Para além da luta pela reforma agrária, entre os principais temas da pauta dos sem terrinha está a luta pela educação, que reivindica a oferta de escolas no campo, para que as crianças não tenham mais de passar na estrada tempo maior do que passam em sala de aula, como acontece atualmente.

De acordo com o Grupo de Estudos e Pesquisas sobre Educação no Campo (Gepec), da Universidade Federal de São Carlos (UFSCar), já foram fechadas mais de 30 mil escolas rurais em todo o país desde 2002. Por causa disso, os pais são obrigados a mandar seus filhos para escolas distantes de casa, em viagens longas e arriscadas, em estradas e veículos mal conservados, sem a presença de um monitor para cuidar da segurança. Muitos desses alunos ainda são crianças pequenas.

Cansadas, com poucas horas de sono e sem alimentação adequada, não têm o rendimento que poderiam ter se estudassem perto. Desencorajados, muitos camponeses desistem de dar estudo aos filhos.
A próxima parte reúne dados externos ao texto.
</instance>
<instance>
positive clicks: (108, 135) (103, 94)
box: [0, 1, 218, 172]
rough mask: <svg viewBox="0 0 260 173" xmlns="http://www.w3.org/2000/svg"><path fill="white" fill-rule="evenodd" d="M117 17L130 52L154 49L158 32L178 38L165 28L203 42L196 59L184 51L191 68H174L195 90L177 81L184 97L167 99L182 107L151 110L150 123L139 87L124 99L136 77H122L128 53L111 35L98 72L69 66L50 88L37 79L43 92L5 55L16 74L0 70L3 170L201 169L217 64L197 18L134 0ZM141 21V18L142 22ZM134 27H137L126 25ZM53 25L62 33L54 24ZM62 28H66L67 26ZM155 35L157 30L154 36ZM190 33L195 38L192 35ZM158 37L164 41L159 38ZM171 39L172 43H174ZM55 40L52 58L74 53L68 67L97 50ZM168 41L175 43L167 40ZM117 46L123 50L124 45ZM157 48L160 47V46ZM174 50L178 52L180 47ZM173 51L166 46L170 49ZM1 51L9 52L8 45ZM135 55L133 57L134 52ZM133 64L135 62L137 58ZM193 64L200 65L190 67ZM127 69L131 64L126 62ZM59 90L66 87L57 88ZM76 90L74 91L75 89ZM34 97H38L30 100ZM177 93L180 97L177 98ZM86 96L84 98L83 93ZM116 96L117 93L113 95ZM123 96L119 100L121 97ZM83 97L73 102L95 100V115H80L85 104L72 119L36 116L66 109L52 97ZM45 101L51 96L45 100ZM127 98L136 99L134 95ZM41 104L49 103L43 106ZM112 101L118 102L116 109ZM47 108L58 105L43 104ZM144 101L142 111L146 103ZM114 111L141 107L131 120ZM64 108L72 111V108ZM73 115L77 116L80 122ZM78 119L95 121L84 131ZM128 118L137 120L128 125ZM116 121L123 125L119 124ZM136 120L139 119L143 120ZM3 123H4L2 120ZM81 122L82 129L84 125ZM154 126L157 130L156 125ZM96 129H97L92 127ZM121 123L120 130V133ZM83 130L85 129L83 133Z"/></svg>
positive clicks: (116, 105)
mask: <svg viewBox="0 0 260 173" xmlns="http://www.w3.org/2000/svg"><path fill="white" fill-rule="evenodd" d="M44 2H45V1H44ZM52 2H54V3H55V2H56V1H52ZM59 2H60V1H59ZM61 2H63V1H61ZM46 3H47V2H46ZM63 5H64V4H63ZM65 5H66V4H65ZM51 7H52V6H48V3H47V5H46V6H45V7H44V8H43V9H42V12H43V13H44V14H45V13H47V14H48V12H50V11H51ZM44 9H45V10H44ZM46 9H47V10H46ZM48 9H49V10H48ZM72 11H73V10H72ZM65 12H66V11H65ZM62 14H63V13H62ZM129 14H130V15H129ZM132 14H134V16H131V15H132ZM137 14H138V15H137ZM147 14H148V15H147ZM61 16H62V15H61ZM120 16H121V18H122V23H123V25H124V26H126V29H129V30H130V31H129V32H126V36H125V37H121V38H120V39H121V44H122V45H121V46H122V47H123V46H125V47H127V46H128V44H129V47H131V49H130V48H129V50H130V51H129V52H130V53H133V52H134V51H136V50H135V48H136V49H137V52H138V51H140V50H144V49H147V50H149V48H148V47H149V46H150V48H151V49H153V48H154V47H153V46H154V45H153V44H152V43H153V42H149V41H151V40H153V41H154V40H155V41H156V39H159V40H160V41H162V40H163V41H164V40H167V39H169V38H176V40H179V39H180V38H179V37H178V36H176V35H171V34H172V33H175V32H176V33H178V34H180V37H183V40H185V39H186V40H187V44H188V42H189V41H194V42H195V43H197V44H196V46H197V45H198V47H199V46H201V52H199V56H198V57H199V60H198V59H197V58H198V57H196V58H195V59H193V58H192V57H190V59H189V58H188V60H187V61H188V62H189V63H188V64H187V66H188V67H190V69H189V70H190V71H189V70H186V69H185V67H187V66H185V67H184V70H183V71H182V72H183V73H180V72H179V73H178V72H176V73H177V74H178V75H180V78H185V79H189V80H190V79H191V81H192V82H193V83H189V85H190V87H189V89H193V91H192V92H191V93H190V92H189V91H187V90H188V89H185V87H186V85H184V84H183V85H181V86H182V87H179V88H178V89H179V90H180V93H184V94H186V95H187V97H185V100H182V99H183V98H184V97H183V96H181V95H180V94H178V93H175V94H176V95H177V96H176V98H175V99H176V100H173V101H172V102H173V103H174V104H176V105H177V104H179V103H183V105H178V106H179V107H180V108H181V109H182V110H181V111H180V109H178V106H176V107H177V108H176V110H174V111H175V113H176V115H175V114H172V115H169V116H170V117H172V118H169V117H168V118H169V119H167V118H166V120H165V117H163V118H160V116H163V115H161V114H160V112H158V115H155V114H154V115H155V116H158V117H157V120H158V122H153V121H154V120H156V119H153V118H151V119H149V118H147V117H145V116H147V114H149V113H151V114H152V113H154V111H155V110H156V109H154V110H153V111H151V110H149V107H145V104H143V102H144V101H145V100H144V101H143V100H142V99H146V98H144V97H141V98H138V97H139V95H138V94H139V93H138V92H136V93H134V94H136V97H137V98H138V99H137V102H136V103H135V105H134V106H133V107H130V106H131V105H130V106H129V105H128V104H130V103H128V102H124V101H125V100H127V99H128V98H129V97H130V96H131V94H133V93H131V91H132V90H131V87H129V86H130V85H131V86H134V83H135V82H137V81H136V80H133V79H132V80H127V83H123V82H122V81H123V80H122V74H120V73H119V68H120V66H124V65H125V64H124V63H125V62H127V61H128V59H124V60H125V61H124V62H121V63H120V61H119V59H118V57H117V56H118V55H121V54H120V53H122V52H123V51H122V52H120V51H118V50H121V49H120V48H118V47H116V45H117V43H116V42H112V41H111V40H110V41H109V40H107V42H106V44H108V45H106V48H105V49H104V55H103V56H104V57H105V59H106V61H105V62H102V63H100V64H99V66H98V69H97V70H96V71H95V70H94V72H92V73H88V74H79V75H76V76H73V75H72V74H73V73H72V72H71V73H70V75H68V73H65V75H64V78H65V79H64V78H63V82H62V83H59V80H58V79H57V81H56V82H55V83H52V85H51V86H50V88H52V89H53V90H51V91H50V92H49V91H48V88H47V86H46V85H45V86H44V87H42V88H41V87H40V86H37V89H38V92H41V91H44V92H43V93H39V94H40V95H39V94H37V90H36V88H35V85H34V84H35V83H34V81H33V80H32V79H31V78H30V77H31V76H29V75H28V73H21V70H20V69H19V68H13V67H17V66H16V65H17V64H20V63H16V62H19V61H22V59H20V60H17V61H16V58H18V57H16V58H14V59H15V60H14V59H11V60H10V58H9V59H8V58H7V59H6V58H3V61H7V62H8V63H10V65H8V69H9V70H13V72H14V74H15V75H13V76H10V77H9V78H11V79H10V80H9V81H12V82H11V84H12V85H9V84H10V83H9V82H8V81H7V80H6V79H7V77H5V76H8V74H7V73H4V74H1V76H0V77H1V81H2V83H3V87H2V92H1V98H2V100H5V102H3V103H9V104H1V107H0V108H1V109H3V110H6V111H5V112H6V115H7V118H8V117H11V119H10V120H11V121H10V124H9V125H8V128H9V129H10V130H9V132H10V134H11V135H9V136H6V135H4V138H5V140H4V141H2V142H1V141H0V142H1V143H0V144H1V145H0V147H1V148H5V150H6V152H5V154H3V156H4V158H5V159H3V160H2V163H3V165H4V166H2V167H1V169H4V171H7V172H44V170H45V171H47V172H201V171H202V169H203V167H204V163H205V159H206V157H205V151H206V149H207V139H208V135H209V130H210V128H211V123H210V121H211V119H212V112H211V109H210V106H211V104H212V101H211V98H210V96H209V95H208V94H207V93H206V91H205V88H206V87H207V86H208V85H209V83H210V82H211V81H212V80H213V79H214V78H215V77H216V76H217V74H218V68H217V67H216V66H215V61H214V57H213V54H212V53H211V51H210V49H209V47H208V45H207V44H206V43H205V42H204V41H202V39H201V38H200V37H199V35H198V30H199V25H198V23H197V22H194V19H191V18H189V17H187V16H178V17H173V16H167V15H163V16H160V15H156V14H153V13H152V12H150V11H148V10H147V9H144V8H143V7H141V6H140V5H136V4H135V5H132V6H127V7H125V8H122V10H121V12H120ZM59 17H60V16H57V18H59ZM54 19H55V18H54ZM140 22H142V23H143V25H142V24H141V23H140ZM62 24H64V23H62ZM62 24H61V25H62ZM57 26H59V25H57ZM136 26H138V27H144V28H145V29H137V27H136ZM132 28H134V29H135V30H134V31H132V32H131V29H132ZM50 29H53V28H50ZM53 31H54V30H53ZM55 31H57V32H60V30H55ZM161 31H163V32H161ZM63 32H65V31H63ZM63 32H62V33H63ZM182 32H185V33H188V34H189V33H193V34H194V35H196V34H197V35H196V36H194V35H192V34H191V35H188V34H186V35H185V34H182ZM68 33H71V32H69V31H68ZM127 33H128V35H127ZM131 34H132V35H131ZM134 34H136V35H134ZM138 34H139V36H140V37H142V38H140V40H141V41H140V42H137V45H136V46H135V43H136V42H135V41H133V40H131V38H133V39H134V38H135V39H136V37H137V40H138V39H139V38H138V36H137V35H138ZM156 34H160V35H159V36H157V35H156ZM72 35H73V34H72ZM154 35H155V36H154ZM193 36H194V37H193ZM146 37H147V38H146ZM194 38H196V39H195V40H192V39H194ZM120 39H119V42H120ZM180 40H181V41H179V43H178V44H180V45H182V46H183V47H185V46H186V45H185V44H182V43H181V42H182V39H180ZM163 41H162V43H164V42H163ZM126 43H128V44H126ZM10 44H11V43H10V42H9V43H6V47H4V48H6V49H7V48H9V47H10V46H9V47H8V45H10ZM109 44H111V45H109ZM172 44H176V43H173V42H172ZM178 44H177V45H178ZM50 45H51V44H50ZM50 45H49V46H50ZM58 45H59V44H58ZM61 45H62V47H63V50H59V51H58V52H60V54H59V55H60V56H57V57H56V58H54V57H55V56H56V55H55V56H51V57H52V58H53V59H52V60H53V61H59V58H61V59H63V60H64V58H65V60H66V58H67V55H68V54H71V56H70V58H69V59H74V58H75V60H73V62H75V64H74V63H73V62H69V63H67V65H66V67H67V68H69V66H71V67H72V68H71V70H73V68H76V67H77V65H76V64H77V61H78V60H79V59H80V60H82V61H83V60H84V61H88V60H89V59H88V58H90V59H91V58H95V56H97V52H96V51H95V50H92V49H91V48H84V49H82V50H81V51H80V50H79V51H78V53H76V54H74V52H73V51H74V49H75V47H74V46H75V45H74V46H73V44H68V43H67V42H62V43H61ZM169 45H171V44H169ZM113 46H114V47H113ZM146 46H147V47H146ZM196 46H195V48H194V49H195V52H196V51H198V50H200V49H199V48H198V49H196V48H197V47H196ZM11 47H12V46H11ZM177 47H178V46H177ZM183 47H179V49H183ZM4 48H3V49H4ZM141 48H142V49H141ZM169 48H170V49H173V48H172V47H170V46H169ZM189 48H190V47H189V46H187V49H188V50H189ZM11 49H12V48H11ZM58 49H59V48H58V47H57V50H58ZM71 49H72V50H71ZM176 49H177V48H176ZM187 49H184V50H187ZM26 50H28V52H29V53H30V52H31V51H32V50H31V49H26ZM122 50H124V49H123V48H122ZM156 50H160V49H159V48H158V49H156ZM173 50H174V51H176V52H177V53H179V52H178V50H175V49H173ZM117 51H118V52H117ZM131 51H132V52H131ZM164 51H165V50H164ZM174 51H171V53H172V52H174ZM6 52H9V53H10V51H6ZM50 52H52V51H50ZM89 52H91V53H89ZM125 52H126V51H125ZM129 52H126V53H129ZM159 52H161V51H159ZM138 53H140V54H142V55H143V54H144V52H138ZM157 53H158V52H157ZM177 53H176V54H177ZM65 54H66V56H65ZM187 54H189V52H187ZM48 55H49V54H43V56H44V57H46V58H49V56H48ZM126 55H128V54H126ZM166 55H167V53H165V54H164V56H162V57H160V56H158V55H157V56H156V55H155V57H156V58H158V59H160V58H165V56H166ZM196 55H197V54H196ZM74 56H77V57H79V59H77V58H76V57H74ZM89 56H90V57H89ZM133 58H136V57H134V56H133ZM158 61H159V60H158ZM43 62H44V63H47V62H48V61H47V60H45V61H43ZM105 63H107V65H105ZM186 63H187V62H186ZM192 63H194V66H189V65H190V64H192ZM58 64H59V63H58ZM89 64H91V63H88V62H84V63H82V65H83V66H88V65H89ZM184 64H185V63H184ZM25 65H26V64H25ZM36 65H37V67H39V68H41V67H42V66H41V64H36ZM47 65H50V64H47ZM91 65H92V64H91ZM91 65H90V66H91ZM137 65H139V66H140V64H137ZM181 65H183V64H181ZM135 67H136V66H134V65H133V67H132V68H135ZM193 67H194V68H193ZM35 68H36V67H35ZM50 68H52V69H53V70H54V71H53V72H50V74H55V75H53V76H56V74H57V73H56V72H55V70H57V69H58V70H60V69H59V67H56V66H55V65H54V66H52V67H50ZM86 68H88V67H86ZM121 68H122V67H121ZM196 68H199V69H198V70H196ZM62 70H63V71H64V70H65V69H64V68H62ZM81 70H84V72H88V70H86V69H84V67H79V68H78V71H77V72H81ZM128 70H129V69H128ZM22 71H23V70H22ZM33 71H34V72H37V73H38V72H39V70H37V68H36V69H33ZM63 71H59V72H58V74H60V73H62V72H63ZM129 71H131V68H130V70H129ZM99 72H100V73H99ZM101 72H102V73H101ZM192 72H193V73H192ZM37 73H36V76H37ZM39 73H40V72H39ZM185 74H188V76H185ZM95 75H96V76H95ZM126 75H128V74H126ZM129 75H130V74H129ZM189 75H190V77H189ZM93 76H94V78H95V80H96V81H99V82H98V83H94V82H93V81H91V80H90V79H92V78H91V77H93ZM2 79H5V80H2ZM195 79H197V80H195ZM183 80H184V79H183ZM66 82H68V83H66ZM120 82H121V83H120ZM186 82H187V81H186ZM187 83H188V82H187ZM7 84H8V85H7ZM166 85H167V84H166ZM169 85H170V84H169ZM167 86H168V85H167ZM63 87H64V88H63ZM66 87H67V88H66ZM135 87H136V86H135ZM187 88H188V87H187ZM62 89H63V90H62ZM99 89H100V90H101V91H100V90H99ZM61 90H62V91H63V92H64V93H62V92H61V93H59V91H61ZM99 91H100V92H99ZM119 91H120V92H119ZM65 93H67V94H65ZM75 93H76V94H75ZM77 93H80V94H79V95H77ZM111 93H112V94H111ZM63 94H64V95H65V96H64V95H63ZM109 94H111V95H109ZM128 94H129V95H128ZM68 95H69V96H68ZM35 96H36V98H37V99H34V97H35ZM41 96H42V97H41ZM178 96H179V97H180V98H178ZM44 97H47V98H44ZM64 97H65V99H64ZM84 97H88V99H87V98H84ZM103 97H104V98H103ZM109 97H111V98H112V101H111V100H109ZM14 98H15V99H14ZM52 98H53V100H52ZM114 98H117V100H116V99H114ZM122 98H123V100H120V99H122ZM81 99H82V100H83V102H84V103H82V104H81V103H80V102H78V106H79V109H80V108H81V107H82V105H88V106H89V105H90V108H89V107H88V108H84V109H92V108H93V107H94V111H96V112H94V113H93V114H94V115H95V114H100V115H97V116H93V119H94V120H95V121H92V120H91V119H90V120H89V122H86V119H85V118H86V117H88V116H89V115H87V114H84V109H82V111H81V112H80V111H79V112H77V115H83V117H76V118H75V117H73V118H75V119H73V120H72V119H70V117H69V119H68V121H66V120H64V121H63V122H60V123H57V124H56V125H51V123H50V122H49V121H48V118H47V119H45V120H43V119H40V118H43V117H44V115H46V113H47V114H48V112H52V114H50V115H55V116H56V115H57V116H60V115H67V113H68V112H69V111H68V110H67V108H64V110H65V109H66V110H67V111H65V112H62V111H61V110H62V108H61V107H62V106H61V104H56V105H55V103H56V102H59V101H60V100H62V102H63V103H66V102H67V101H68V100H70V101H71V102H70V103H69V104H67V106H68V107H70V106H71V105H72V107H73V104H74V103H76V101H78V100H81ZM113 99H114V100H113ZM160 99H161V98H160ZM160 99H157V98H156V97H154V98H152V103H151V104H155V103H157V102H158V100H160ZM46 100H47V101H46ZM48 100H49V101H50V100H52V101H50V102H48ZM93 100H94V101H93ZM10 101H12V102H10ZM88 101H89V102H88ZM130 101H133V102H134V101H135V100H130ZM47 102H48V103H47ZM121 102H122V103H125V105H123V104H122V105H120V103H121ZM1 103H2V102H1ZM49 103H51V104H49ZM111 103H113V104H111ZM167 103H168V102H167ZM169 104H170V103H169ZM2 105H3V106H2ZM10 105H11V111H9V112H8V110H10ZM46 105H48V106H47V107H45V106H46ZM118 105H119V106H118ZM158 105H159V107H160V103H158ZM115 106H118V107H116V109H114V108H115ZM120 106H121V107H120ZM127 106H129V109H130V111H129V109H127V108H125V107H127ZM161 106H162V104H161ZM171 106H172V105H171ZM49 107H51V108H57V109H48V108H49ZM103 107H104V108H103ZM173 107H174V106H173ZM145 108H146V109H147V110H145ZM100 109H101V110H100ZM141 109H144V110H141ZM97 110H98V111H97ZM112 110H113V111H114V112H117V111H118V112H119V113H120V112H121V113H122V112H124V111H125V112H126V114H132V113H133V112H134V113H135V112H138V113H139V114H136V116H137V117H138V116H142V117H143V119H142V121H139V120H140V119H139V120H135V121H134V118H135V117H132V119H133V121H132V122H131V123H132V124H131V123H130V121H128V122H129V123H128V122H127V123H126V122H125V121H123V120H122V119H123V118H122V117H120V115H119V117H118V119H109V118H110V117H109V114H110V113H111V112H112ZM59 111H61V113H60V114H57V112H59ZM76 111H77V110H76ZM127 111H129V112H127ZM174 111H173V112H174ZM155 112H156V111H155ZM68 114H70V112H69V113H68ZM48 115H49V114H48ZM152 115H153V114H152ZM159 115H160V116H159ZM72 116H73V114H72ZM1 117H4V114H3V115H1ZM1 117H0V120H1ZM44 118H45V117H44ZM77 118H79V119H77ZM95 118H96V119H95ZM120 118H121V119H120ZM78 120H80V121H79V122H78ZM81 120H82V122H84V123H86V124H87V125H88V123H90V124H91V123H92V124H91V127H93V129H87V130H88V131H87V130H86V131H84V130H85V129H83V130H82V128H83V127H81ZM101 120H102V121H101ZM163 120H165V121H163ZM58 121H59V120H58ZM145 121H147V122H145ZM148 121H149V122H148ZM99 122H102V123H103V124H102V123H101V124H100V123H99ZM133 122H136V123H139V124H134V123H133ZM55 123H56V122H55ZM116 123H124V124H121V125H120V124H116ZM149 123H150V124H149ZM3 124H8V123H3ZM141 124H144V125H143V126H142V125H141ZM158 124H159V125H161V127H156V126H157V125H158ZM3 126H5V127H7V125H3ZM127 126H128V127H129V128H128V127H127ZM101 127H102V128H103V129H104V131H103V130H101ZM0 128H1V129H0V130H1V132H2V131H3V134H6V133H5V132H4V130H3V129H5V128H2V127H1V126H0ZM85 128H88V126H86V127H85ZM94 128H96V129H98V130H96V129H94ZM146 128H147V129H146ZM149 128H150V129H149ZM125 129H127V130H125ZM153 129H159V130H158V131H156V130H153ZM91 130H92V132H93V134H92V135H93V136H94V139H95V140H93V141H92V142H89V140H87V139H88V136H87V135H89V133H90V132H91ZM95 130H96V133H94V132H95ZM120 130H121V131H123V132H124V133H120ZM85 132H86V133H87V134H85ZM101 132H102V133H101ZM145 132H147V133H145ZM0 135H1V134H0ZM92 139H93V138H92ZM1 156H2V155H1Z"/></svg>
"O encontro nacional será também um momento de discussão, à luz do Estatuto da Criança e do Adolescente (ECA), do direito de estudar na própria comunidade. E os sem terrinhas vão poder falar sobre o que estão vendo em seus estados, os problemas nas escolas, a falta de merenda escolar. E nessa perspectiva atual, de um estado de exceção, com democracia em risco, é fundamental poder discutir com eles, trazer também esse debate sobre direitos e alimentação saudável. Afinal, a alimentação perpassa educação e toda uma filosofia de vida na qual eles devem ser protagonistas e aprender a lutar pelos direitos", explica a educadora.

Construção

A etapa nacional, cujo documento-base ainda está sendo finalizado, vai seguir o mesmo formato das etapas estaduais realizadas nos estados em que o MST está organizado. Nesses eventos, as crianças se encontraram para brincar, para contar suas experiências e, mais do que isso, para pautar prefeituras e governos estaduais.

Em 2017, foram organizadas diversas atividades, como participação em audiências públicas, que envolveram mais de 10 mil crianças. Em uma delas, na Assembleia Legislativa do Rio de Janeiro (Alerj), mais de 200 sem-terrinha foram reunidos para debater educação do campo.

"Foi quando tiramos delegados para este primeiro encontro nacional. A ideia, agora, é levar um menino e uma menina para participar da coordenação nacional do MST. Há todo um processo em construção de fazer da criança um sujeito político, histórico e de direito", diz Márcia Ramos.

A concepção de infância no movimento, ainda em processo de construção, é pautada em princípios filosóficos e pedagógicos seguidos pelo próprio movimento camponês de luta pela reforma agrária. E por isso, segundo Márcia, tem de ser uma educação crítica.

"Não pode ser dissociada. As bases da nossa pedagogia fazem parte do movimento social, da luta política. O trabalho é importante, e não pode ser alienado. A cultura é um elemento fundamental, assim como a agroecologia. Nessa perspectiva, a criança é central, fazendo parte da organicidade forjada nas marchas do movimento e na reivindicação que ela ajuda a construir."

Como lembra ainda a educadora, muito se fala sobre as crianças. Mas pouco se faz junto com elas, para que aprendam desde cedo a construir - o que não é simples. "Elas são camponesas, têm capacidade. Não é fácil, mas é possível."